Chinese brands are expected to seize 67 percent of the domestic market this year, while foreign competitors continue losing ground. By 2030, they are set to double their European market share to 10 percent through strategic localization efforts.
Chinese manufacturers will likely boost their annual production capacity in Europe by 800,000 vehicles by 2030, while their European counterparts could shutter 400,000 units of capacity, the equivalent of 1.5 production plants. This shift has triggered a portfolio restructuring, with European suppliers earmarking over USD18 billion in assets for disposal.
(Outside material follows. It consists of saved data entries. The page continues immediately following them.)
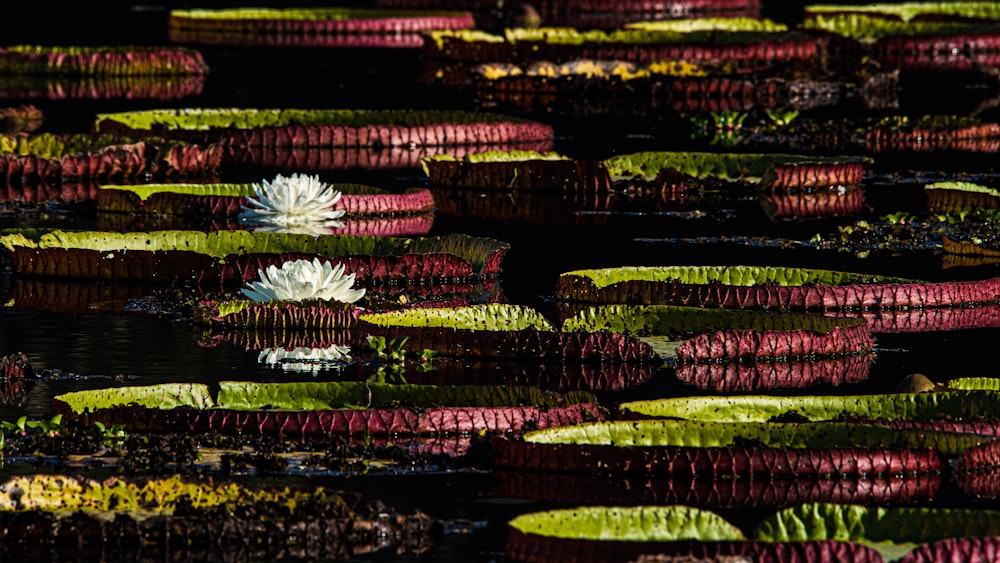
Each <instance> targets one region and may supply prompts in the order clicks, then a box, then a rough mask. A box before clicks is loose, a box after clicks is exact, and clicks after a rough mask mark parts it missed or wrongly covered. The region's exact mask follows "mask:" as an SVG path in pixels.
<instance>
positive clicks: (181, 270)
mask: <svg viewBox="0 0 1000 563" xmlns="http://www.w3.org/2000/svg"><path fill="white" fill-rule="evenodd" d="M10 256H11V266H12V269H13V270H14V271H15V272H17V273H19V274H22V275H27V276H38V277H61V278H76V279H102V280H116V281H128V280H131V281H156V282H195V283H197V284H206V285H219V284H221V285H225V286H233V285H242V284H243V283H245V282H247V281H250V280H254V279H257V277H258V274H257V272H258V270H261V269H266V268H267V267H268V266H270V265H277V266H280V265H281V264H282V263H284V262H286V261H288V260H295V259H311V258H313V255H311V254H301V253H283V254H243V255H237V256H229V257H226V258H225V259H224V260H222V261H221V262H220V261H219V260H218V259H216V258H214V257H212V256H209V255H207V254H199V253H196V252H187V251H180V250H167V251H153V252H147V251H139V250H133V251H127V252H122V251H111V252H109V251H97V250H84V249H70V250H67V249H61V248H43V249H33V248H24V247H17V248H15V249H14V251H13V252H11V253H10ZM329 262H330V263H331V264H333V265H337V264H341V263H342V264H344V268H345V270H346V271H350V272H353V273H355V275H356V278H355V283H357V284H359V285H365V286H367V287H371V288H372V290H373V291H375V292H379V293H404V292H413V291H416V292H424V293H432V294H439V293H440V292H449V291H453V290H458V289H462V288H470V287H471V286H472V285H473V284H474V283H475V280H476V275H475V273H474V272H473V271H472V266H471V264H469V263H468V262H467V261H465V260H464V259H462V258H460V257H458V256H456V255H454V254H445V253H433V254H403V255H396V256H373V255H353V256H349V257H346V258H332V259H329Z"/></svg>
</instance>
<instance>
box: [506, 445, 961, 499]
mask: <svg viewBox="0 0 1000 563" xmlns="http://www.w3.org/2000/svg"><path fill="white" fill-rule="evenodd" d="M970 451H971V450H970ZM490 474H491V476H492V477H493V479H492V482H493V487H492V490H491V492H492V494H493V496H496V497H502V498H518V499H528V500H536V501H546V502H559V503H567V504H577V505H579V504H595V505H606V504H625V505H643V504H684V505H689V506H699V507H747V508H751V507H753V508H761V507H787V506H793V505H796V504H801V503H805V502H836V503H849V504H863V505H866V506H884V505H895V504H908V505H909V504H916V503H924V502H931V501H933V500H935V499H936V498H938V496H939V495H940V493H941V492H942V489H943V487H944V483H945V477H943V476H942V475H941V474H936V473H927V474H920V475H906V476H858V477H854V476H851V477H843V476H841V477H838V478H836V479H823V478H820V479H816V478H815V477H812V476H803V477H795V476H783V477H775V478H771V479H760V478H758V479H716V478H714V477H712V476H706V477H690V478H684V477H680V476H669V477H663V478H659V477H656V476H650V475H644V474H614V475H608V474H603V473H601V474H597V473H595V474H588V473H576V472H573V473H570V472H549V471H524V470H522V469H514V468H512V469H504V468H496V467H495V468H493V469H492V470H491V471H490Z"/></svg>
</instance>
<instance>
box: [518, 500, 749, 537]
mask: <svg viewBox="0 0 1000 563" xmlns="http://www.w3.org/2000/svg"><path fill="white" fill-rule="evenodd" d="M508 524H509V525H510V526H511V527H512V528H514V529H516V530H519V531H521V532H523V533H525V534H535V535H540V536H545V537H554V538H567V539H588V540H608V541H677V540H699V541H741V540H743V539H745V538H744V536H743V532H741V531H740V529H739V528H737V527H736V526H733V525H732V524H730V523H729V522H727V521H726V520H724V519H723V518H722V517H720V516H719V515H717V514H715V513H714V512H709V511H706V510H699V509H697V508H692V507H689V506H631V507H621V506H581V507H577V508H567V509H557V510H548V511H545V512H532V513H528V514H522V515H521V516H518V517H516V518H514V519H513V520H511V521H510V522H509V523H508Z"/></svg>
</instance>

China dominates in-car technology, from NEVs to advanced driver-assistance systems. AlixPartners forecast the global ADAS market will reach USD50 billion by 2030, with China's share surging to 45 percent.
However, challenges remain for Chinese car companies. The cost of new US tariffs is estimated to be around USD30 billion next year, prompting many to consider relocating supply chains out of China to mitigate the impact.
"As the next-generation automotive manufacturing evolves, OEMs must navigate shifting investment priorities, infrastructure constraints, and talent transformation to deploy AI with precision," Zhang noted.
AI-enabled tools can cut product development cycles to around eight months from five years and trim verification and validation costs by 20 percent, helping close about one-third of the gap to benchmark Chinese NEV makers' product development timing, according to AlixPartners.